THE countdown to the 2026 Southern Africa Regional Table Tennis Championships has reached its final, anxious days, but inside the Zimbabwe Table Tennis Union (ZTTU), the mood has shifted from worry to relief.
Every piece of tournament gear from uniforms, medals and official match balls has landed safely in the country, and none of it came from the government coffers or corporate sponsorship. It was paid for, designed and personally shepherded through Chinese factories by two men, Zhao Xiaoyang and ZTTU men's head coach Wang Liping.
The championships, set for Harare, will gather paddlers from across the region to compete on Zimbabwean soil for the first time in years.
For Wang, who has coached the national men's team and trained young Zimbabwean players through punishing daily sessions running from 4pm to 10pm, hosting the regional showpiece at home had long been a personal goal.
"When Harare was confirmed as host city, organisers quickly ran into a familiar problem, money.
“ZTTU did not have the budget to produce professional playing kit, world-standard medals or internationally certified balls in time for the tournament.
“That is where Zhao stepped in," Wang told The Standardsport.
The two reached an agreement to cover production and shipping costs themselves, out of personal savings, rather than delay or scale down the tournament.
What followed was weeks of legwork across China, with Zhao travelling between garment factories, metal workshops and sports equipment manufacturers to check quality, adjust designs and keep production on schedule.
The medals tell the most striking part of the story. Regional-standard table tennis medals are typically six centimetres wide and 1.5 millimetres thick, enough to meet competition requirements, nothing more. Zhao and Wang chose to go bigger, settling on a 7.5-centimetre medal with double the standard thickness, giving engravers room to work in Zimbabwean imagery that is the Great Zimbabwe Monument, Victoria Falls and local totem patterns.
The upgrade pushed up both manufacturing costs and shipping weight, expenses the pair absorbed without seeking reimbursement from any institution.
The playing kit followed a similar path. Team uniforms were produced in Zimbabwe's national colours of red, green and gold, with several rounds of fabric and design changes before the pair signed off.

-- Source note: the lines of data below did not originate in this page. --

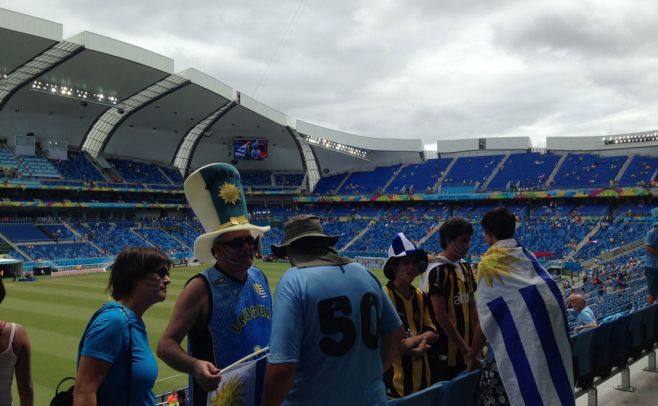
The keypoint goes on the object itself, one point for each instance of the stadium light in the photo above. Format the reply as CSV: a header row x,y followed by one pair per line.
x,y
337,147
650,136
73,93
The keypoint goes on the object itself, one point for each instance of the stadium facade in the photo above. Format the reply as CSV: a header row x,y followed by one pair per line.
x,y
97,136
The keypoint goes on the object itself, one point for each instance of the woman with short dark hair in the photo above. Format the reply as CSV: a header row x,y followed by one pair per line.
x,y
115,363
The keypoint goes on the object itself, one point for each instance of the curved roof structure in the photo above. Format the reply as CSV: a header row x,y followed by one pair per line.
x,y
112,98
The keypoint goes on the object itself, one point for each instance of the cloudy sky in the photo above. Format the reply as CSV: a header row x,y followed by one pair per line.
x,y
429,69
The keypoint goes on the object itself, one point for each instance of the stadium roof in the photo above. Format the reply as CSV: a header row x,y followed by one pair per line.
x,y
109,97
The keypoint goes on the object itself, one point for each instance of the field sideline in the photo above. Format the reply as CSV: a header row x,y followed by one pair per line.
x,y
56,311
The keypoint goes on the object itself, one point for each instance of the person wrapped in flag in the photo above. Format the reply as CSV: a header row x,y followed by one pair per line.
x,y
522,316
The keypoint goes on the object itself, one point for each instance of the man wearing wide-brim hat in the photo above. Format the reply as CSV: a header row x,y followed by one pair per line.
x,y
226,310
334,331
410,371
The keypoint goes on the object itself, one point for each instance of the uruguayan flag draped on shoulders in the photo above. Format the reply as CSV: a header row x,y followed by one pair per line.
x,y
522,315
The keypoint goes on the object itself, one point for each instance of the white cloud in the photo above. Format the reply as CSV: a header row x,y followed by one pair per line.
x,y
422,69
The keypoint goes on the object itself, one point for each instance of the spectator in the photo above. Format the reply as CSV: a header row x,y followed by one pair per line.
x,y
585,318
15,358
114,349
410,371
172,399
321,352
514,291
213,310
651,262
450,285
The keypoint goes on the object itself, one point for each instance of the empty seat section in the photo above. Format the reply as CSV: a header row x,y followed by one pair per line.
x,y
640,172
368,182
524,171
471,171
422,177
588,170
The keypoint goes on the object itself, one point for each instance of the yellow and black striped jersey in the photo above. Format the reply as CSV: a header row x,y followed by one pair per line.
x,y
455,284
409,374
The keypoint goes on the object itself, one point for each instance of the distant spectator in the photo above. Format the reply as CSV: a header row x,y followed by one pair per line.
x,y
585,318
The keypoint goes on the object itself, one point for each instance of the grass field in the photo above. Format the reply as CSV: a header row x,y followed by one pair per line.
x,y
56,311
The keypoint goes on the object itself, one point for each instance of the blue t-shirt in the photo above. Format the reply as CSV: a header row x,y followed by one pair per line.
x,y
585,317
651,239
239,323
106,339
330,320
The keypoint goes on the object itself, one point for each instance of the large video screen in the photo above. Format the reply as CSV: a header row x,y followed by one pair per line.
x,y
246,149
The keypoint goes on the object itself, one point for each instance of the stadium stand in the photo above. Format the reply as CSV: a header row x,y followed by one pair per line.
x,y
138,172
60,251
368,182
526,171
472,170
588,170
328,185
21,232
640,172
419,177
288,179
78,167
38,167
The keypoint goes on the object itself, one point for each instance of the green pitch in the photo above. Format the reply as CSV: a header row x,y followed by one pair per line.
x,y
56,311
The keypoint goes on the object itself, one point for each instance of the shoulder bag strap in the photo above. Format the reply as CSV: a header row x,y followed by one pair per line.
x,y
130,355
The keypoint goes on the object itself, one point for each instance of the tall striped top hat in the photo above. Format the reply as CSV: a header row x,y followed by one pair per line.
x,y
402,247
215,194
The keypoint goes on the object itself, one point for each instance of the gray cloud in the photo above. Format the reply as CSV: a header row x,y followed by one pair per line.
x,y
423,69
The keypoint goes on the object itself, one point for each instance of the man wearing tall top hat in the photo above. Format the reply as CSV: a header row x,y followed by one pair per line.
x,y
334,332
226,310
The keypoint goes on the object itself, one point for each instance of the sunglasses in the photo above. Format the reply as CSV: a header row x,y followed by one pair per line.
x,y
162,272
240,242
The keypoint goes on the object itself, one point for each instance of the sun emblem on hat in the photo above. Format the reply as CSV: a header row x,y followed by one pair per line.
x,y
229,193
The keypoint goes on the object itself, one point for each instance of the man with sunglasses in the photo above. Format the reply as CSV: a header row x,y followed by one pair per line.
x,y
226,310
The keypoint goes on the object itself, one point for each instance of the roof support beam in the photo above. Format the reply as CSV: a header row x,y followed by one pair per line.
x,y
309,160
101,131
49,59
190,142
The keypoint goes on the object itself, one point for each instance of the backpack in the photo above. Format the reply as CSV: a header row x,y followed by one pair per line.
x,y
65,397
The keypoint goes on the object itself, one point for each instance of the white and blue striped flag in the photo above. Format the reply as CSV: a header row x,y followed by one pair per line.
x,y
522,314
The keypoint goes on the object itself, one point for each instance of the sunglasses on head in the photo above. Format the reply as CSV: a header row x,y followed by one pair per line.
x,y
162,272
239,242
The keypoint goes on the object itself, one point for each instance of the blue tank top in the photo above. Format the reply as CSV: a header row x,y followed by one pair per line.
x,y
239,322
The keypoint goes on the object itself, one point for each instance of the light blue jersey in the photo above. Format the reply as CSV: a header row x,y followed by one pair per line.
x,y
240,321
330,320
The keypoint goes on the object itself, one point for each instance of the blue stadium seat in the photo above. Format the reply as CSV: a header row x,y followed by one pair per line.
x,y
471,171
524,171
640,172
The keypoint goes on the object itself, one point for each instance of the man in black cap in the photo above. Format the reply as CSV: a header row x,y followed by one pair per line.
x,y
334,331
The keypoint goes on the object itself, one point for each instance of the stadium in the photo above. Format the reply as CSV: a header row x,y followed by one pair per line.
x,y
97,137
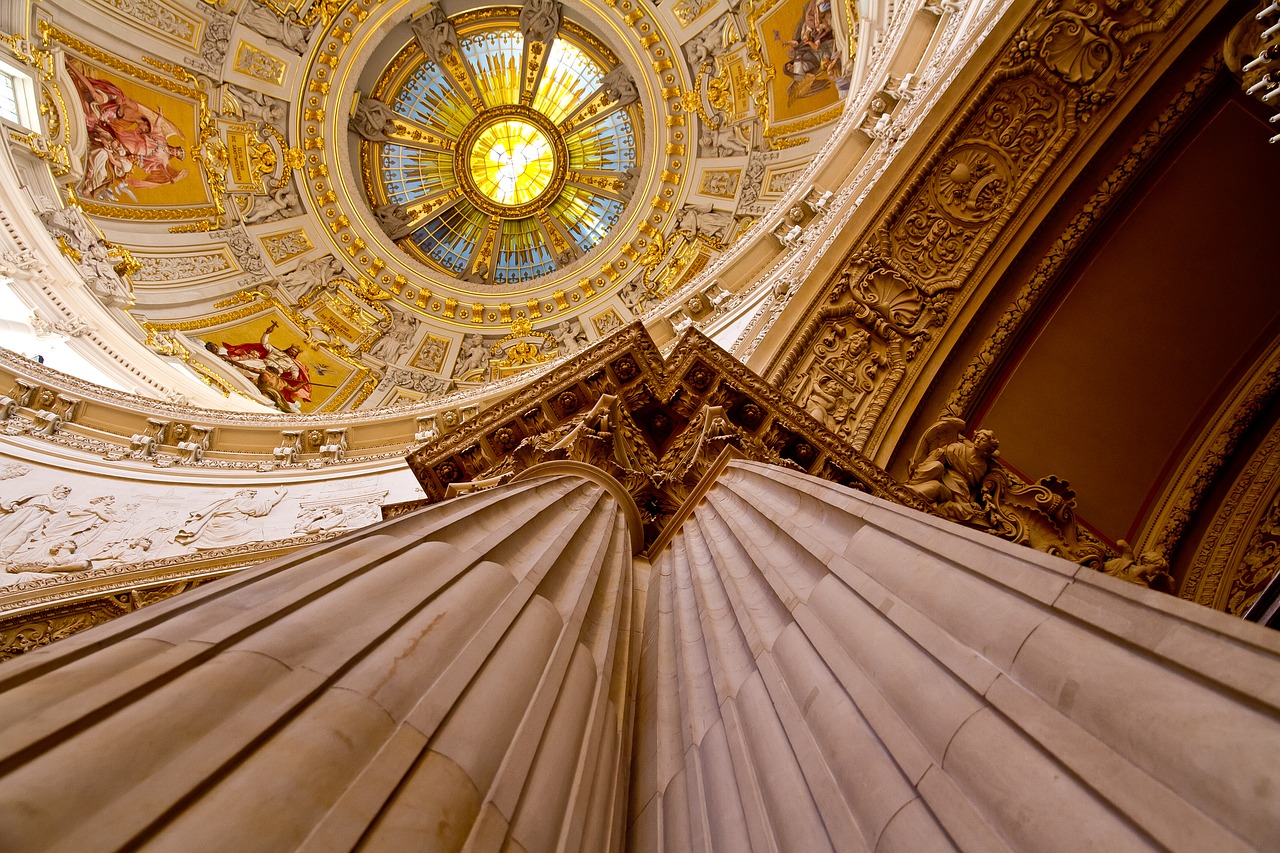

For equipment, organisers settled on ITTF-certified DHS three-star balls, the standard used at top international competitions, inspected batch by batch before shipping. Wang has lived in Zimbabwe for several years, building the men's programme from the ground up far from his home country.
Zhao, based in China, has continued to support the federation's efforts from a distance. Between them, the gesture reflects a broader pattern of sports and cultural exchange between China and Zimbabwe that has grown steadily over the past decade.
"Sports transcends borders and language. In the land of Zimbabwe together with Wang we have woven a warm story of cross-border friendship with hard work and sincerity," Zhao said.
"We are servants of both sport and the country and we want the world to witness the simple kindness of Chinese people overseas and also lay a more solid foundation for the continuous development of China-Zimbabwe sports exchanges and friendly bilateral relations."
With the gear now in the country, attention turns to the competition itself, when Zimbabwe's players will test themselves against the region's best on home tables, wearing kit, and competing for medals, that two men outside the official sporting structures chose to fund themselves.